# rod repair needed



## fish2day (Apr 9, 2011)

I have a Cobia Rod that has the ring missing from an eye. I would like it repaired or replaced and need a source to do job. Pictures below. Any help appreciated.


----------



## R2Rods (Sep 19, 2011)

I build and repair rods in montgomery, al....I don't know any builders in pensacola, but there is one in orange beach, al. A place called the rod room. They may be able to hook you up.

Thanks,
Rich


----------



## jaksprat (Jul 2, 2009)

Call Ron at rodnreeldepot. 458-0428. He's located in back of Goin Fishing bait shop on Lillian hwy. Does great work.


----------



## Charlie2 (Oct 2, 2007)

*Going Fishing*



jaksprat said:


> Call Ron at rodnreeldepot. 458-0428. He's located in back of Goin Fishing bait shop on Lillian hwy. Does great work.

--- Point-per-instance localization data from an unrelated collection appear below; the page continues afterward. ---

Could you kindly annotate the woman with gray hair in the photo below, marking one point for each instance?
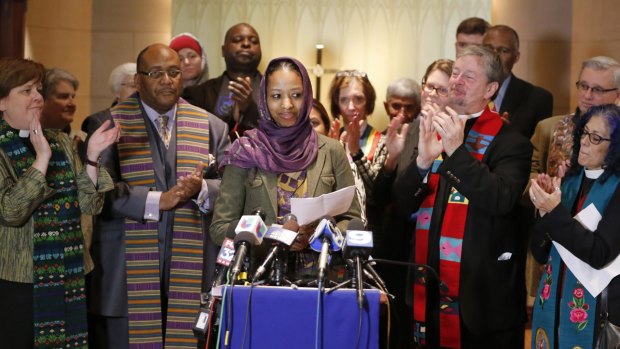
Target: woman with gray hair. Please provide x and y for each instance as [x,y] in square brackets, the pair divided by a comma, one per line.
[121,82]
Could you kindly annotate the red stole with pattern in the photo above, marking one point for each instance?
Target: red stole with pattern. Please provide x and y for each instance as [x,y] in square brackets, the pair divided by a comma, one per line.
[451,235]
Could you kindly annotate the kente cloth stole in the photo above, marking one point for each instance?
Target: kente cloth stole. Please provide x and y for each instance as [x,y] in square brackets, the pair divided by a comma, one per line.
[451,234]
[58,254]
[141,239]
[368,142]
[565,304]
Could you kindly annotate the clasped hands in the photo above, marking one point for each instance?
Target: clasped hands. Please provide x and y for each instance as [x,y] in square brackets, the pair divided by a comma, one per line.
[186,187]
[545,191]
[433,123]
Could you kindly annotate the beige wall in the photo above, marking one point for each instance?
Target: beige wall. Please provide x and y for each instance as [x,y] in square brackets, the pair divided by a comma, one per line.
[91,37]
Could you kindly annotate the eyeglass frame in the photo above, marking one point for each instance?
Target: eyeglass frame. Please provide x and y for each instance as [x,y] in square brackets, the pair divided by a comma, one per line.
[596,141]
[435,89]
[161,73]
[583,87]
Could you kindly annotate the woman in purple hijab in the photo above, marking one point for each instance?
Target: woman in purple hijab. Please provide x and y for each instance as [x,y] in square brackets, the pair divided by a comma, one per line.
[283,158]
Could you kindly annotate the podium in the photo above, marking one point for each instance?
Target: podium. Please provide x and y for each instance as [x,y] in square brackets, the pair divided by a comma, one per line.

X2! I build rods and know quality. :thumbup: C2


----------



## on the rocks (Oct 1, 2007)

> Call Ron at rodnreeldepot. 458-0428. He's located in back of Goin Fishing bait shop on Lillian hwy. Does great work.



X3...give Ron a call.


----------



## fish2day (Apr 9, 2011)

Thanks for all the help. I got my Rod repaired by "Pirate" here on the forum. I must say that my Rod looks new and definately a professional job was done. If you need Rod repair done, contact "Pirate", you will not be dissapointed.


----------